The Pentagon said in a statement Sunday evening, June 27, that, under the direction of President Joe Biden, the U.S. military bombed “facilities used by Iran-backed militia groups” on both sides of the Iraq-Syria border, airstrikes that Defense Department Press Secretary John Kirby claimed were “designed to limit the risk of escalation.”
“Know what would actually be deescalatory? Leaving Iraq,” responded Stephen Miles, executive director of U.S.-based advocacy group Win Without War.
The recent airstrikes represented the second time Biden has ordered the bombing of targets in Syria with the stated goal of deterring so-called Iran-backed militias that the U.S. says were behind recent drone attacks on American forces in the region. The Biden administration’s previous strikes, carried out in February, drew sharp criticism from progressive lawmakers, who characterized the attacks as unconstitutional because they were launched without congressional approval.
Rep.
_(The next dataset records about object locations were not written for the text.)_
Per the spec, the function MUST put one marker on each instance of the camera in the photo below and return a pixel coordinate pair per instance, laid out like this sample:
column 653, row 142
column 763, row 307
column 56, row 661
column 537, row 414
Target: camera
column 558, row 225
Ilhan Omar (D-Minn.) offered a similar critique of the new round of bombing. “This constant cycle of violence and retribution is a failed policy and will not make any of us safer,” she wrote on Twitter. “Congress has authority over War Powers and should be consulted before any escalation.”
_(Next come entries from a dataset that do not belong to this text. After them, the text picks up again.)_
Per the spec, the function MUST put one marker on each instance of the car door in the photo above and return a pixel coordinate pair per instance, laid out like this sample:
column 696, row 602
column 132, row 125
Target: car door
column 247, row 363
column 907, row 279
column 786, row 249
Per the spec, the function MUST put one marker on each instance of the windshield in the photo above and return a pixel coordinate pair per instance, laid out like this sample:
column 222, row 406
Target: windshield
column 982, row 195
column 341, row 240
House Speaker Nancy Pelosi (D-Calif.), for her part, readily accepted the Biden administration’s self-defense narrative and said that “Congress looks forward to receiving and reviewing the formal notification of this operation under the War Powers Act and to receiving additional briefings.”
Roughly 2,500 U.S. troops remain stationed in Iraq nearly 20 years after the Bush administration’s catastrophic and illegal invasion of the country in 2003. The U.S. is also maintaining a presence of around 900 troops in Syria, despite longstanding questions over the legality of the military’s operation there.
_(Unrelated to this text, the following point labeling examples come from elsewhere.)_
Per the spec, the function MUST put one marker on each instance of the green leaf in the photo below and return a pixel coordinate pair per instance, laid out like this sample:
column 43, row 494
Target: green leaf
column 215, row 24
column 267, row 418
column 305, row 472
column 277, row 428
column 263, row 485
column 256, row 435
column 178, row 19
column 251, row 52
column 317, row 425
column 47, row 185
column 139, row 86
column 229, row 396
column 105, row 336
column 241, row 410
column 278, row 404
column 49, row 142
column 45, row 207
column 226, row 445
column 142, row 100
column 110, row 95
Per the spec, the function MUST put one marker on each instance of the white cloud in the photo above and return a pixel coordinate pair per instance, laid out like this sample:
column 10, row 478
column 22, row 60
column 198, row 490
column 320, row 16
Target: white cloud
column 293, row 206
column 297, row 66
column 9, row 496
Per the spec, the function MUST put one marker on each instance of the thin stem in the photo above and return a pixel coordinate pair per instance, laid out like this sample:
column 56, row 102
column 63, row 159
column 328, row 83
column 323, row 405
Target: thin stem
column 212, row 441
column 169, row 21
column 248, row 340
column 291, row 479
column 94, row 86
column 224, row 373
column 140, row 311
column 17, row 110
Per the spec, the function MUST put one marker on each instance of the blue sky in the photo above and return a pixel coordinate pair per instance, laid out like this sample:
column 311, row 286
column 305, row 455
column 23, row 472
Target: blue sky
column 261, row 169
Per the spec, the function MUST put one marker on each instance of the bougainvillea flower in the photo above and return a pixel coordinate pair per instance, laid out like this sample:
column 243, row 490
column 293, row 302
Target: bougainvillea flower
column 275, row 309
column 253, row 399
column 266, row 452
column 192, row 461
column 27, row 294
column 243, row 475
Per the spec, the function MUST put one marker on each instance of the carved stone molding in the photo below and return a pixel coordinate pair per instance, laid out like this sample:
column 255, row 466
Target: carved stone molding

In an effort to give the airstrikes a legal veneer, the Pentagon said Biden “took this action pursuant to his Article II authority to protect U.S. personnel in Iraq,” a reference to Article II of the U.S. Constitution—which previous administrations have interpreted broadly to carry out military operations overseas without a green light from Congress.
Historian Gregory Brew warned that the Biden administration’s use of Article II to rationalize the bombing of Iraq and Syria indicates that even full congressional repeal of the post-9/11 Authorizations for Use of Military Force (AUMFs) would not be enough to prevent the White House from launching unilateral attacks in the Middle East.
“ ‘Forever War’ gets thrown around quite a lot, but there’s a strong sense that the tit-for-tat strikes between the U.S. and Iran in Syria and Iraq could extend indefinitely into the future,” Brew said. “The administration’s choice to justify the strikes with Article II, rather than the AUMFs, suggests the U.S. forces in Iraq will remain regardless of whether the AUMFs are revoked or not.”
The new airstrikes targeting supposed Iranian proxy forces in Syria and Iraq came as the United States and Iran remain locked in tense, high-stakes negotiations over the future of the 2015 nuclear accord, which former U.S. President Donald Trump violated in 2018.
Jamal Abdi, president of the National Iranian American Council (NIAC), said in response to the airstrikes that the Biden administration’s delay in jumpstarting the post-Trump nuclear talks—as well as the recent election of conservative Ebrahim Raisi to the Iranian presidency—likely means “a lot more of this dumb kind of back and forth” in the near future.
According to Syria’s state-run SANA news agency, one child was killed in the U.S. bombing Sunday and at least three others were wounded after airstrikes hit a residential building.